To understand system-level reliability, a large-scale study on GPU soft errors in the field is conducted. The occurrences of GPU soft errors are linked to several temporal and spatial features, such as specific workloads, node location, temperature, and power consumption. Further, machine learning models are proposed to predict error occurrences on GPU nodes so as to proactively and dynamically turning on/off the costly error protection mechanisms based on prediction results.
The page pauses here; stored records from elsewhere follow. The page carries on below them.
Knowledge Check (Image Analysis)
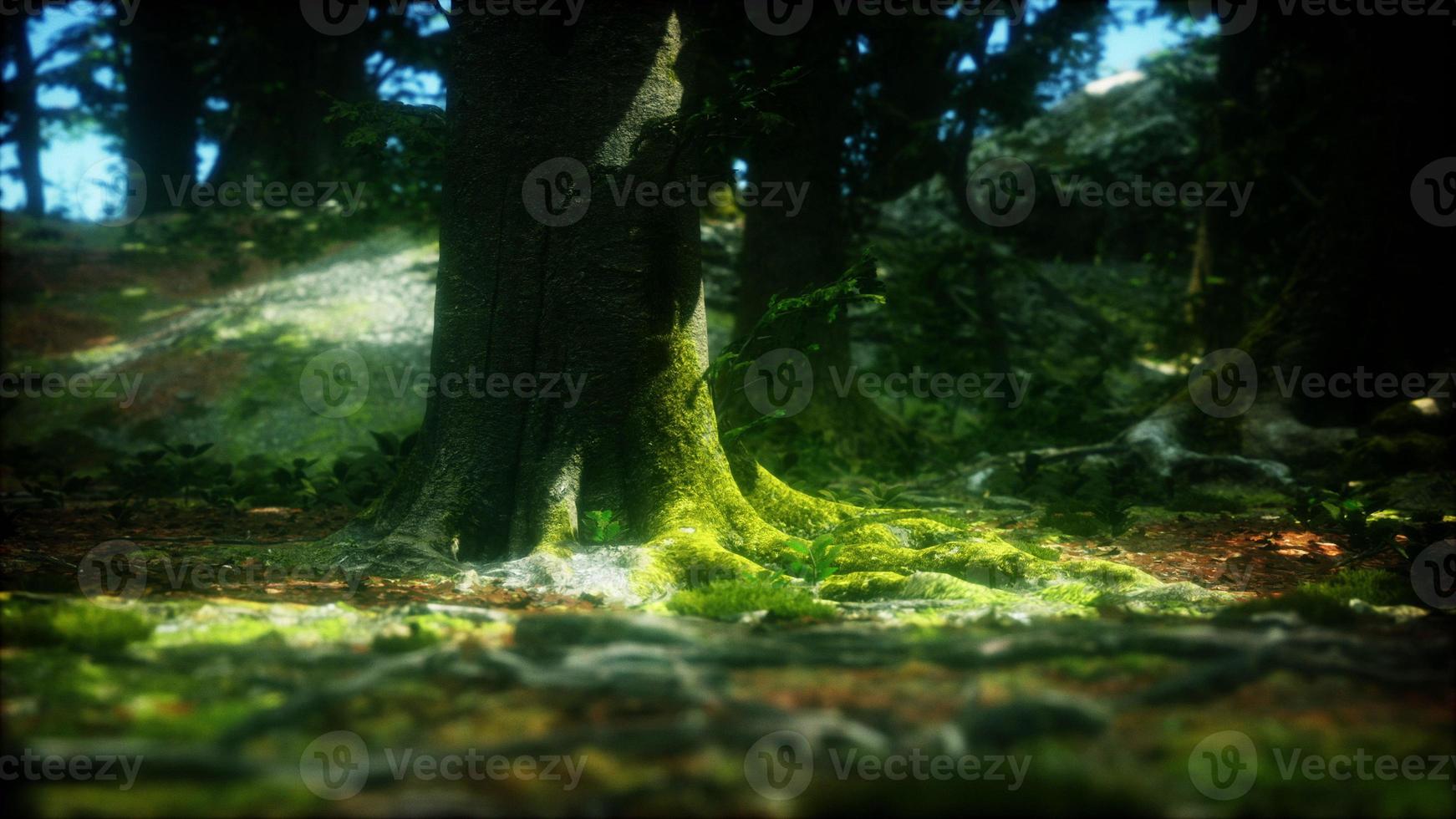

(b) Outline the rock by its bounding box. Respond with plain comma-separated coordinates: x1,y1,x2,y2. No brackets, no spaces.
960,691,1112,748
1370,397,1452,435
900,572,1021,605
516,613,700,654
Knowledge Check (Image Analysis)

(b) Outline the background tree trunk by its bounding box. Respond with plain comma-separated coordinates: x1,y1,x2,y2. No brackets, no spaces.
6,14,45,216
118,4,202,212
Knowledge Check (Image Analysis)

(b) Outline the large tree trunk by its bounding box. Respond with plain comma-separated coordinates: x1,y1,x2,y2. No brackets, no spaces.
118,4,202,212
6,18,45,216
327,3,822,576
To understand the effects of soft errors at the application level, an effective fault-injection framework is designed aiming to understand the reliability and resilience characteristics of GPGPU applications. This framework is effective in terms of reducing the original tremendous fault injection locations to a manageable size while still preserving remarkable accuracy. This framework is validated with both single-bit and multi-bit fault models for various GPGPU benchmarks. Lastly, taking advantage of the proposed fault-injection framework, this dissertation develops a hierarchical approach to understanding the error resilience characteristics of GPGPU applications at different levels, including kernel, CTA, and warp levels. In addition, given that some corrupted application outputs due to soft errors are acceptable, we present a use case to show how to enable low-overhead yet reliable GPU computing for GPGPU applications.
Bio: Bin Nie is a fifth-year Ph.D. candidate at William & Mary, advised by Dr. Evgenia Smirni. She received her bachelor's degree in Software Engineering from Xiamen University in 2012 and master's degree in Computer Science from Fordham University in 2014. Her research interests reside in reliability in GPUs and GPGPU applications.